O banco de dados será gerido pelo governo federal e compartilhado entre órgãos de segurança pública da União e dos estados. Entre as informações cadastradas estarão nome, documentos pessoais, fotografia, impressões digitais e endereço do condenado, que permanecerão acessíveis por todo o cumprimento da pena ou por três anos, se a pena for inferior a esse prazo.
A proposta determina que o acesso ao cadastro será restrito a órgãos de segurança, preservando o sigilo das vítimas.
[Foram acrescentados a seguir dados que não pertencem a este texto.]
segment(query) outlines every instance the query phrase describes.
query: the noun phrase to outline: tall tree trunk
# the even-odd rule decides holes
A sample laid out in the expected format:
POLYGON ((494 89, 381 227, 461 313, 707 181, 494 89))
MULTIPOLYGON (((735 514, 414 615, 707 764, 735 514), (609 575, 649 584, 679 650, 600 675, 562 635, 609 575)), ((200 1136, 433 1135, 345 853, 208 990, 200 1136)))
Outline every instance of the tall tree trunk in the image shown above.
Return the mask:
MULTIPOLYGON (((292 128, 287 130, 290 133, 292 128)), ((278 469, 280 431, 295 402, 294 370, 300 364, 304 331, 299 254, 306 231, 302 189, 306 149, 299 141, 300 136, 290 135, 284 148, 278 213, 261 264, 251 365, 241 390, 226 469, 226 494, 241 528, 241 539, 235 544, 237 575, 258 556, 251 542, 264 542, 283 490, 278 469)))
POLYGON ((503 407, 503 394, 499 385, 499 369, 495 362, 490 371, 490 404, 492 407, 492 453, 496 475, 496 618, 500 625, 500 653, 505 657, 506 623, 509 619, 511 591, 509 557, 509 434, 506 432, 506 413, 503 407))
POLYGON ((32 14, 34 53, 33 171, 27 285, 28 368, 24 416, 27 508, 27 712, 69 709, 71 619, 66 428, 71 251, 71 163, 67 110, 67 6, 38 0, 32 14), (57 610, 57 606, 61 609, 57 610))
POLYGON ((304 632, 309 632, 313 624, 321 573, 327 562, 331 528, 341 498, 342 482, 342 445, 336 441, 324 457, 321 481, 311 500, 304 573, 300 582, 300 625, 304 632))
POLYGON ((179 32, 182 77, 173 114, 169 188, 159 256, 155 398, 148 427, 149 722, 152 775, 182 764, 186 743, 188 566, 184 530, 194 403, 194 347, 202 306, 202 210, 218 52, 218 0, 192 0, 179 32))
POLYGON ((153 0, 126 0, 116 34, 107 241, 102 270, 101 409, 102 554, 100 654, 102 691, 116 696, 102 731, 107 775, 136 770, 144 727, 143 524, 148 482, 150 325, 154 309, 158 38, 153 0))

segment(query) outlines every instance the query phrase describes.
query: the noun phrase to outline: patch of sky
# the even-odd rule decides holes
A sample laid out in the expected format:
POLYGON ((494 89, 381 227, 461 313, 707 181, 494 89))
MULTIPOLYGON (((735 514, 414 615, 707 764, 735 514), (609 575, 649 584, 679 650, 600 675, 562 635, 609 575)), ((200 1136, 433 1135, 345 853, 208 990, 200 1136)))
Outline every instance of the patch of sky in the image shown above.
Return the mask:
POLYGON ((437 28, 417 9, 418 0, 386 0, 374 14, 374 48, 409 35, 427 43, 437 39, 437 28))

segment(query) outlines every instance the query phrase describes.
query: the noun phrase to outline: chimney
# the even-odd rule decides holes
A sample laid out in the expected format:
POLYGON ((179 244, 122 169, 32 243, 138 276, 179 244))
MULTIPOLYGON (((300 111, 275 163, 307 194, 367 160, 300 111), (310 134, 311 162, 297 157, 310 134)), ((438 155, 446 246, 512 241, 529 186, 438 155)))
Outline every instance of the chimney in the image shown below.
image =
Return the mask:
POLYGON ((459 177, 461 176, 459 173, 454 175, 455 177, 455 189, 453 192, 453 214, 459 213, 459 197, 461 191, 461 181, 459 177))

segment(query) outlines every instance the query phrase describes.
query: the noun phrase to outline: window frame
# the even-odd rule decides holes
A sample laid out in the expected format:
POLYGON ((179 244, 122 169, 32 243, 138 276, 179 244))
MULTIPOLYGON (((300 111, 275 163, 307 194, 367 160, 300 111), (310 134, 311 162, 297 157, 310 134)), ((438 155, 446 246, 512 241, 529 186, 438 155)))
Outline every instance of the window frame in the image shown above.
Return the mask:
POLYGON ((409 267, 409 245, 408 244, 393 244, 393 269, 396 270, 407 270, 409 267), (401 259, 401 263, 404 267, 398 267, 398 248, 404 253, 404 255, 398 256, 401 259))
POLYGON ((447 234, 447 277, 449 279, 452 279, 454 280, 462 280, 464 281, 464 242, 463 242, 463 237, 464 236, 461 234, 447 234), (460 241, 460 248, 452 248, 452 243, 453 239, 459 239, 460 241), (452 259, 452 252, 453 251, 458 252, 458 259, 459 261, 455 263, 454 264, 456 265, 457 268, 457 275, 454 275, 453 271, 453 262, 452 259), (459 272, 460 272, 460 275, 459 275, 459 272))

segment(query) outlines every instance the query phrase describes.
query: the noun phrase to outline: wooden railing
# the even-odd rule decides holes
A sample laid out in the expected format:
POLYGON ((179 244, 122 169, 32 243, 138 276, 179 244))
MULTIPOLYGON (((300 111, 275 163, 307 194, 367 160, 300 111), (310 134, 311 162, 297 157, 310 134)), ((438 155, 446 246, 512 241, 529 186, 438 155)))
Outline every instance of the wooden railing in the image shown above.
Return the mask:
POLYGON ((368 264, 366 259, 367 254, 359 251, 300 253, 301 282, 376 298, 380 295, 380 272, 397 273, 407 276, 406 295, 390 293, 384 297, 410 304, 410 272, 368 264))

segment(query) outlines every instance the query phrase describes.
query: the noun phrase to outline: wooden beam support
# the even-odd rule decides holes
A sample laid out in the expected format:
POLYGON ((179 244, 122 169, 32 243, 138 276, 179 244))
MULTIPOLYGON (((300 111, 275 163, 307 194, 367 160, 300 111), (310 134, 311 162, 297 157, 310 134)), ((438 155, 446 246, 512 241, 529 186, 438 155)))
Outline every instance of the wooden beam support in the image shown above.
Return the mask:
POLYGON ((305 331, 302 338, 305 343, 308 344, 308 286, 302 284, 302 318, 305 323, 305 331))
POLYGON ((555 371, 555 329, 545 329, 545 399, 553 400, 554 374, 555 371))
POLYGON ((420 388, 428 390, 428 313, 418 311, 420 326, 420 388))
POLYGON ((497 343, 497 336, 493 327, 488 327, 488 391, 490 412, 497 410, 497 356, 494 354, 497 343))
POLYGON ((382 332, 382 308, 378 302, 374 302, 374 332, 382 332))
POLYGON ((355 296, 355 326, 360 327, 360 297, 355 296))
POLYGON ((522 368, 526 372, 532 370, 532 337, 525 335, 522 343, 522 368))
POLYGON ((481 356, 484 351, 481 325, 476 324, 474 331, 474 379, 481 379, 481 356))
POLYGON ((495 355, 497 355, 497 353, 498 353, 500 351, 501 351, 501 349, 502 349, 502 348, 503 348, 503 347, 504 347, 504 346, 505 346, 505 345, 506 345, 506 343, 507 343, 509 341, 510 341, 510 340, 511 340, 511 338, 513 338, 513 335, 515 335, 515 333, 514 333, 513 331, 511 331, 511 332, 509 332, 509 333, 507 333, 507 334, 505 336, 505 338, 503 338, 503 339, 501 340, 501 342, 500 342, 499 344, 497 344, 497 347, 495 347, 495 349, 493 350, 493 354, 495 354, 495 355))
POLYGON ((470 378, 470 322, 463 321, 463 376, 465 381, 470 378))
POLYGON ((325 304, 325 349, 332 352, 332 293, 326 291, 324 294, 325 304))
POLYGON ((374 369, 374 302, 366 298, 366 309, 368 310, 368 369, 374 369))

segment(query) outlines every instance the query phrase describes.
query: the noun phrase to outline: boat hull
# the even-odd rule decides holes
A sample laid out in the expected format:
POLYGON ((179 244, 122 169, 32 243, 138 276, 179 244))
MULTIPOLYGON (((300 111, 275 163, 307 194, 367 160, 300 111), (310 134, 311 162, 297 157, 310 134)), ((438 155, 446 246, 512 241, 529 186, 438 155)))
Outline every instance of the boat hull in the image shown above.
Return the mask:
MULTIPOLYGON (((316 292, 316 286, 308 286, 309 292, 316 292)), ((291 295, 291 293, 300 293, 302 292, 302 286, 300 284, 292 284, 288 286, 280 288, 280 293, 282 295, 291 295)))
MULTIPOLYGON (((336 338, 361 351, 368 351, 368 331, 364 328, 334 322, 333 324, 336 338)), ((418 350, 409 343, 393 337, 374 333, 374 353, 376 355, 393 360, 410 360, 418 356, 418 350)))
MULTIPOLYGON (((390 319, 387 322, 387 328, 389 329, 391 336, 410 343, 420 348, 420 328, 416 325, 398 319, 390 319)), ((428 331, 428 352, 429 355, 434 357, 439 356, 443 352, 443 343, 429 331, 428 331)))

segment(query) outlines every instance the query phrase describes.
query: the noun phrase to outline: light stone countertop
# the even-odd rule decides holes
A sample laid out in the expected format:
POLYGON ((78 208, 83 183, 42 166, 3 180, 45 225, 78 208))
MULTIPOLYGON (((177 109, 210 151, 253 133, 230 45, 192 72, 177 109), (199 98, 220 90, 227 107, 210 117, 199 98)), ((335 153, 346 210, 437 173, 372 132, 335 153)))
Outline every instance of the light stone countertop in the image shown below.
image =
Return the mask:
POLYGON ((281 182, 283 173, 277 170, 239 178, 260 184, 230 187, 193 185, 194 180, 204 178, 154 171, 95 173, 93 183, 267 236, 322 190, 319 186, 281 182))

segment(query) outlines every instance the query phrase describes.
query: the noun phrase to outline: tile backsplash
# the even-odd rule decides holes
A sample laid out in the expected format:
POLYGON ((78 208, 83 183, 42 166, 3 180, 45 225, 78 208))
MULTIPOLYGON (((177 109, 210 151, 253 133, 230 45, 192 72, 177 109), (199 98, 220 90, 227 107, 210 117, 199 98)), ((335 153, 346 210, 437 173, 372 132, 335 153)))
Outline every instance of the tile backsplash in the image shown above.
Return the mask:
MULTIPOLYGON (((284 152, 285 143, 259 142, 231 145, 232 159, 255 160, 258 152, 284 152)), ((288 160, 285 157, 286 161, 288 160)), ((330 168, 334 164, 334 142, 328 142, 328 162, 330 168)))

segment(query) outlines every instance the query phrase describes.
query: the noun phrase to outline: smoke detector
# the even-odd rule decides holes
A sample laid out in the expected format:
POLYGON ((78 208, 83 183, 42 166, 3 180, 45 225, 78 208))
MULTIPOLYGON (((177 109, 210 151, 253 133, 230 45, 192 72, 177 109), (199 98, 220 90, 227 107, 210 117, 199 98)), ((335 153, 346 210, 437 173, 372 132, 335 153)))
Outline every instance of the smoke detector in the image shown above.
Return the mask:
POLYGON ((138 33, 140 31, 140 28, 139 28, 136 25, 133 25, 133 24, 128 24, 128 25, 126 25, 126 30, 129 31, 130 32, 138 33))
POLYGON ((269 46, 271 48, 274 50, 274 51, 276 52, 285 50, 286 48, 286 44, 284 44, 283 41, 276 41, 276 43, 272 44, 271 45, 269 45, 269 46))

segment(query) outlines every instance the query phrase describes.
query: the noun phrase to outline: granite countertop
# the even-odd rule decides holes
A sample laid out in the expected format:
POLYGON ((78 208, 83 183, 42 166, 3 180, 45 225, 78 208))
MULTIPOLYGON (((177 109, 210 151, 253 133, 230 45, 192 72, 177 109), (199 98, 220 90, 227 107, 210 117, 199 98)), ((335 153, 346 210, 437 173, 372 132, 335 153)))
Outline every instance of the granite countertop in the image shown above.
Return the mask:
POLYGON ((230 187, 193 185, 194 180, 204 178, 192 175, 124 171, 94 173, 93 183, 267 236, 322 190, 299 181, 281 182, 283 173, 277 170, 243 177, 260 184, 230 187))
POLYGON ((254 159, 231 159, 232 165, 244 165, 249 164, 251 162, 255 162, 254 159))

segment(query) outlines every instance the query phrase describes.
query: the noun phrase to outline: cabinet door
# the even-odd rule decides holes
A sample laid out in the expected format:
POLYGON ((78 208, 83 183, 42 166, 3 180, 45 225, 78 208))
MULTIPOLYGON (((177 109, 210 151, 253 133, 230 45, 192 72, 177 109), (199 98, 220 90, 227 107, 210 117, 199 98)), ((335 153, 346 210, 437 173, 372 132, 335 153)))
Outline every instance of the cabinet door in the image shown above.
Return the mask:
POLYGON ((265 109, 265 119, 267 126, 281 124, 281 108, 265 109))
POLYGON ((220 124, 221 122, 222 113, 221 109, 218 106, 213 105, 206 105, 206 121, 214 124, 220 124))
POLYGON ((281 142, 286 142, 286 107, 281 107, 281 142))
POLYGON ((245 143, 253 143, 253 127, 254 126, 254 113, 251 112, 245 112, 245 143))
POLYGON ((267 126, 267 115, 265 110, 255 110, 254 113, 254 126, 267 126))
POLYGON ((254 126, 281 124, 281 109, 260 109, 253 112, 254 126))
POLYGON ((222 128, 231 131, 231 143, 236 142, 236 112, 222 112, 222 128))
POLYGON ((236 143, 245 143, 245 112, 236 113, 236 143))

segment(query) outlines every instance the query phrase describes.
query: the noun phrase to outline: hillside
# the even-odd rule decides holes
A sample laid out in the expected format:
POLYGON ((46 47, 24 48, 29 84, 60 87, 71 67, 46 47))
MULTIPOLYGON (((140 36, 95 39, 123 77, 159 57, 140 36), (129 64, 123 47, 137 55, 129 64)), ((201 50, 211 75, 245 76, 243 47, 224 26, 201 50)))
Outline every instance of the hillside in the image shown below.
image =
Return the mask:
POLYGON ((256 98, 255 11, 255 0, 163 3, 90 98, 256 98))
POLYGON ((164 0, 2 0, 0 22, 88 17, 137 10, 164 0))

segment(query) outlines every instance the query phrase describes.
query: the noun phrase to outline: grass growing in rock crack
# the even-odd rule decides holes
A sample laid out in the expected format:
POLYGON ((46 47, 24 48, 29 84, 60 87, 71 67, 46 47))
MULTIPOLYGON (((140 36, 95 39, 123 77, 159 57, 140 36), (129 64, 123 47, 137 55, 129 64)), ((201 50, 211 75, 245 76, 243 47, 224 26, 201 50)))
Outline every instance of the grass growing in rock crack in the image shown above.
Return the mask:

Os responsáveis destacam que a medida busca fortalecer o combate à violência contra a mulher e criar mecanismos mais eficientes para acompanhamento de reincidências e endurecimento da fiscalização.
Conforme o texto aprovado, a manutenção dos dados dos condenados no sistema se encerrará automaticamente com o fim da pena ou após três anos em situações de sentenças inferiores a esse período. O objetivo é garantir que apenas informações de caráter relevante permaneçam disponíveis, respeitando direitos fundamentais.
O projeto, identificado como PL 1.099/2024, foi remetido para análise e sanção da Presidência da República. Parlamentares envolvidos na tramitação defendem que a centralização das informações dará mais transparência ao processo judicial e reforçará ações de proteção às vítimas em âmbito nacional.
Na mesma sessão, o Senado aprovou a indicação de Margareth Rodrigues Costa para o cargo de ministra do Tribunal Superior do Trabalho. Ela recebeu 49 votos favoráveis e 22 contrários, e ocupará a vaga aberta com a aposentadoria do ministro Aloysio Silva Corrêa da Veiga. Margareth é juíza desde 1990 e formada em direito pela UFBA.